The research paper by P.A.Semi explores the intricate relationships between planetary orbital resonances and solar cycles, with a particular focus on the Earth-Venus system and its impact on sunspot cycles. The findings provide a comprehensive quantitative analysis involving precise astronomical data from DE405 and DE406 ephemerides.

Core Contributions

The paper explores several aspects of orbital resonance within the solar system, highlighting:

• Earth-Venus Resonance: The resonance ratio of Earth and Venus is established at 13:8, a correlation that shows remarkable accuracy, where the meeting points of these planets are stable with only minor deviations. This resonance exerts a significant influence on both solar and planetary dynamics, contributing to the stabilization of planetary orbits.
• Solar Impact: It is suggested that the Earth-Venus resonance correlates with the 11-year sunspot cycle, a phenomenon substantiated through historical records of sunspots and climate data spanning over a millennium. This correlation indicates that the barycenter of the Earth-Venus pair significantly influences solar activity at specific alignments.
• Angular Momentum Dynamics: The paper maps angular momentum changes in the solar system, detailing how inner planets show heliocentric paths while outer planets demonstrate barycentric trajectories. The Jupiter-Saturn resonance, noted as a 5:2 ratio, is identified as the principal driver of longer solar cycles, such as the 854-year cycle, aligning with historical climatological patterns.
• Planetary Resonance Models: The paper provides comprehensive data on various resonance models, including those between outer planets like Jupiter-Saturn, Saturn-Uranus, and Uranus-Neptune, which underscore the complex interplanetary influences shaping solar system dynamics. However, the Neptune-Pluto resonance is noted as less stable, presenting intricate challenges for static resonance models.

Numerical Findings

The paper rigorously quantifies numerous orbital and angular momentum characteristics, with key measurements and tendencies of orbital inclinations and eccentricities across millennia. For instance, angular momentum relative to the Sun and the solar system barycenter is explored, with specific frequencies outlined, such as the 19.68-year cycle of Jupiter/Saturn and the potential climatic implications of the 854-year resonance cycle.

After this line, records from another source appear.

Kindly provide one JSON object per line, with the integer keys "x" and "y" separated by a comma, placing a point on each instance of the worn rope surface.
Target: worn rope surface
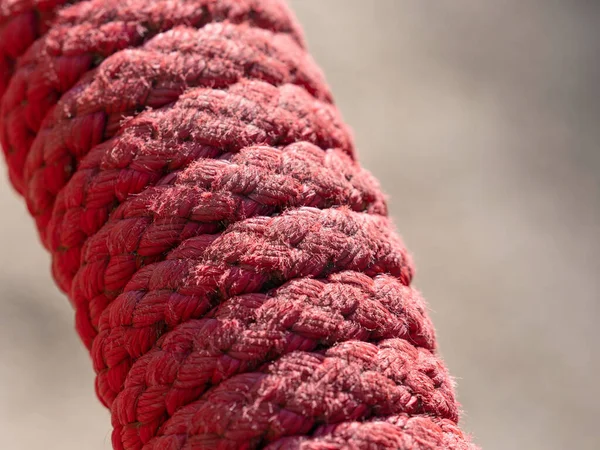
{"x": 233, "y": 270}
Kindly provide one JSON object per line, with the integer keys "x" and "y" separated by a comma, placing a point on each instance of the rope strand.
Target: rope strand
{"x": 232, "y": 267}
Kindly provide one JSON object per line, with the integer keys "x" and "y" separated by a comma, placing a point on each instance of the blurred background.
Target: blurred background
{"x": 481, "y": 120}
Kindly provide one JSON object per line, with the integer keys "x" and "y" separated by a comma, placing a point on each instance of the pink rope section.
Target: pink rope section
{"x": 233, "y": 270}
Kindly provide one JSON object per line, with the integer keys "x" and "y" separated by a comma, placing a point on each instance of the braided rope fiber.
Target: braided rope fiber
{"x": 232, "y": 267}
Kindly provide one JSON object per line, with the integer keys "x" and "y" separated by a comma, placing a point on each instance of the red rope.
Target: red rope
{"x": 233, "y": 270}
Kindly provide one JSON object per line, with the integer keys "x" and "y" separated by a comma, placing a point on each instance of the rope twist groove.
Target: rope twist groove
{"x": 233, "y": 270}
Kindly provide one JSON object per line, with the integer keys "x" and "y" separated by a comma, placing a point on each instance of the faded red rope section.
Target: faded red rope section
{"x": 233, "y": 270}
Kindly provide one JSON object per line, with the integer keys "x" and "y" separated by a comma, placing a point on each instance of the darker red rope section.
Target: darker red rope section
{"x": 232, "y": 266}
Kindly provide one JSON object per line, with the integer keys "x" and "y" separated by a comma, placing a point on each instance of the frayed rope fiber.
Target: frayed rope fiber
{"x": 233, "y": 270}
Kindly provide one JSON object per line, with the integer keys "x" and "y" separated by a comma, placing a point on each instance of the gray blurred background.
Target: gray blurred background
{"x": 480, "y": 118}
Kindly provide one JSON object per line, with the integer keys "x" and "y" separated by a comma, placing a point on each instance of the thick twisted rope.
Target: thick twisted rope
{"x": 233, "y": 270}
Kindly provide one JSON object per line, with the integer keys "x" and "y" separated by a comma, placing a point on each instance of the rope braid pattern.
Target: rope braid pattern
{"x": 233, "y": 270}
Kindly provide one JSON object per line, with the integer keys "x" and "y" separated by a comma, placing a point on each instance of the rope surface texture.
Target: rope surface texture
{"x": 233, "y": 270}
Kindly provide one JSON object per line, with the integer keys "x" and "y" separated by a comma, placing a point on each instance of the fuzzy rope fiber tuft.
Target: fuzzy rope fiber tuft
{"x": 232, "y": 267}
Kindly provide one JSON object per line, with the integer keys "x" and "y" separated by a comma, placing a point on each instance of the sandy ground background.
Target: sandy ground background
{"x": 480, "y": 119}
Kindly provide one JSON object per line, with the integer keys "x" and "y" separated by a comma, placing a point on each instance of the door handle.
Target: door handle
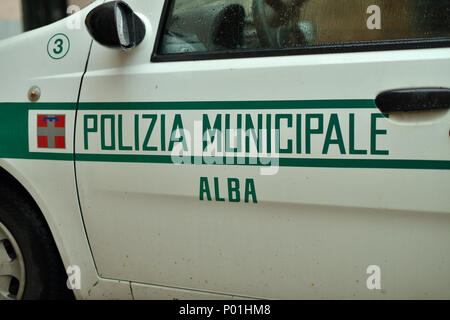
{"x": 420, "y": 99}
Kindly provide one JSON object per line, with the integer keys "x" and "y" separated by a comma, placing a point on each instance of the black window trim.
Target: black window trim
{"x": 346, "y": 47}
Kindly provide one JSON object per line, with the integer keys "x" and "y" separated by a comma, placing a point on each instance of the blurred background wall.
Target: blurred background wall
{"x": 17, "y": 16}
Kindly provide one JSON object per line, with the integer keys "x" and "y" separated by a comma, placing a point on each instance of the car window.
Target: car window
{"x": 206, "y": 26}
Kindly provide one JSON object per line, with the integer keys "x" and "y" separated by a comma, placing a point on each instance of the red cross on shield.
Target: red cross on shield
{"x": 51, "y": 131}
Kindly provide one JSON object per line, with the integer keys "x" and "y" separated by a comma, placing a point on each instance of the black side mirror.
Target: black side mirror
{"x": 115, "y": 25}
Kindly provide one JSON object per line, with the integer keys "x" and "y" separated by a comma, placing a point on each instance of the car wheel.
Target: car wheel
{"x": 30, "y": 265}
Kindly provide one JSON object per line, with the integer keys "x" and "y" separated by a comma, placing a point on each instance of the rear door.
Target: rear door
{"x": 239, "y": 150}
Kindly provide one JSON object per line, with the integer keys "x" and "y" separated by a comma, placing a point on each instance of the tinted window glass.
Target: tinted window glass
{"x": 240, "y": 25}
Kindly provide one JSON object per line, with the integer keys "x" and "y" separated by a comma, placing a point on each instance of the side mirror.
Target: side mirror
{"x": 115, "y": 25}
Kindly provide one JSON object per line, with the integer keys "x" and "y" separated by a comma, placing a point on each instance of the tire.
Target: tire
{"x": 30, "y": 245}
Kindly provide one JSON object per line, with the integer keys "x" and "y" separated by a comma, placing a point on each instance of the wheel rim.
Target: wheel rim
{"x": 12, "y": 267}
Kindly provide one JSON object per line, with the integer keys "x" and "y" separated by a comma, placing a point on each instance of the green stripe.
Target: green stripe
{"x": 14, "y": 133}
{"x": 232, "y": 105}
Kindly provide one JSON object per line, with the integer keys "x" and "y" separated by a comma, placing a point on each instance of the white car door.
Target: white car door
{"x": 339, "y": 200}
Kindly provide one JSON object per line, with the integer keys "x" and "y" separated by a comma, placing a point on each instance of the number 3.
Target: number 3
{"x": 59, "y": 45}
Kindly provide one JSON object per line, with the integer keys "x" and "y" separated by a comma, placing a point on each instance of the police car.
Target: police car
{"x": 197, "y": 149}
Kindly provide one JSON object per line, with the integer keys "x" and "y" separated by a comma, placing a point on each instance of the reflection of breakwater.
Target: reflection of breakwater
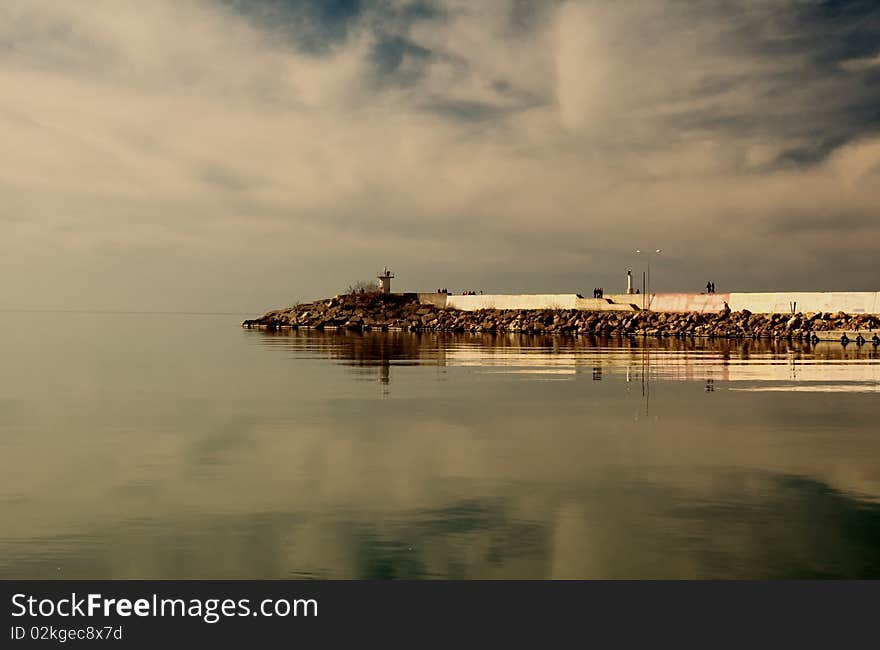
{"x": 817, "y": 366}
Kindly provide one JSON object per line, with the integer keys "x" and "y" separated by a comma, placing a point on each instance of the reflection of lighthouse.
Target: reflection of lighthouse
{"x": 385, "y": 280}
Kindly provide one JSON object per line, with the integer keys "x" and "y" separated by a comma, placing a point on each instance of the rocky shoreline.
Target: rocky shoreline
{"x": 366, "y": 312}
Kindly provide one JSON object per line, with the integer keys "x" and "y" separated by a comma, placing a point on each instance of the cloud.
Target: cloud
{"x": 221, "y": 155}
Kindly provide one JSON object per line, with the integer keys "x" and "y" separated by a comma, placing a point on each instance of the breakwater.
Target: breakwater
{"x": 364, "y": 312}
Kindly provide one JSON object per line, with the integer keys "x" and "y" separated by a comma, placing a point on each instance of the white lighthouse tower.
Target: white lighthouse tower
{"x": 385, "y": 281}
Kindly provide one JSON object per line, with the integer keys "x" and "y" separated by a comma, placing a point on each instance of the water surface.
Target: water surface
{"x": 181, "y": 446}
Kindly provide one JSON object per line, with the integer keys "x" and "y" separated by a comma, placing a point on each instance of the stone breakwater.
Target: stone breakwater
{"x": 365, "y": 312}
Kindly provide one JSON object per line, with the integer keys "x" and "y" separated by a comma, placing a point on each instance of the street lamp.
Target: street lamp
{"x": 646, "y": 285}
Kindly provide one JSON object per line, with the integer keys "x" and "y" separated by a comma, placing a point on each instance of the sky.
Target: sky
{"x": 232, "y": 155}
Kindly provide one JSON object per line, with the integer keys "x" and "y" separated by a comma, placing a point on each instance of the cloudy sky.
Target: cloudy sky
{"x": 226, "y": 155}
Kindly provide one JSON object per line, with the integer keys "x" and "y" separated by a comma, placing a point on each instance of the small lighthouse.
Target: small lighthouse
{"x": 385, "y": 281}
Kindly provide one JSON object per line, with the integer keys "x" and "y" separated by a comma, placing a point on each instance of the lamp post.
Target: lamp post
{"x": 646, "y": 285}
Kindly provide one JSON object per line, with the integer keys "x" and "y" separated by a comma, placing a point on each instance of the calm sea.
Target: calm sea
{"x": 181, "y": 446}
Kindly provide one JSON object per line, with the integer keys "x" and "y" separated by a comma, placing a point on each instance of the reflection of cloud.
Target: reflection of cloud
{"x": 209, "y": 155}
{"x": 726, "y": 528}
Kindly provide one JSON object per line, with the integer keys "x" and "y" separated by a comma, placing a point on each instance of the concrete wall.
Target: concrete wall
{"x": 674, "y": 302}
{"x": 435, "y": 299}
{"x": 514, "y": 301}
{"x": 851, "y": 302}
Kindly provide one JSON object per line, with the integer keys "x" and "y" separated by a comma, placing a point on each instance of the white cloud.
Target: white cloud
{"x": 181, "y": 136}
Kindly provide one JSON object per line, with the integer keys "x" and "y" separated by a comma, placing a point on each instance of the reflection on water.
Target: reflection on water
{"x": 174, "y": 447}
{"x": 771, "y": 365}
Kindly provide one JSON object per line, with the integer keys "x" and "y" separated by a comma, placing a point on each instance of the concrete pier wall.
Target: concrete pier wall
{"x": 513, "y": 301}
{"x": 850, "y": 302}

Implications and Future Directions

The implications of P.A.Semi’s work suggest a significant impact on understanding planetary influences on solar cycles, which could refine models not only of orbital mechanics but of solar variability influencing Earth's climate. The quantifiable link between planetary resonances and solar cycles presents an additional layer in explaining climate anomalies throughout history.

Future research could explore the magnetic and tidal forces exerted by planetary bodies and their interactions with solar magnetic fields. Expanding the dataset beyond DE405 and DE406, and integrating more complex gravitational interactions might provide deeper insights into the nuanced interplay between celestial bodies.

This work raises intriguing questions about the stability of orbital resonances in the solar system, providing a foundation for more comprehensive multi-disciplinary investigations into astrophysical and clima-driven phenomena.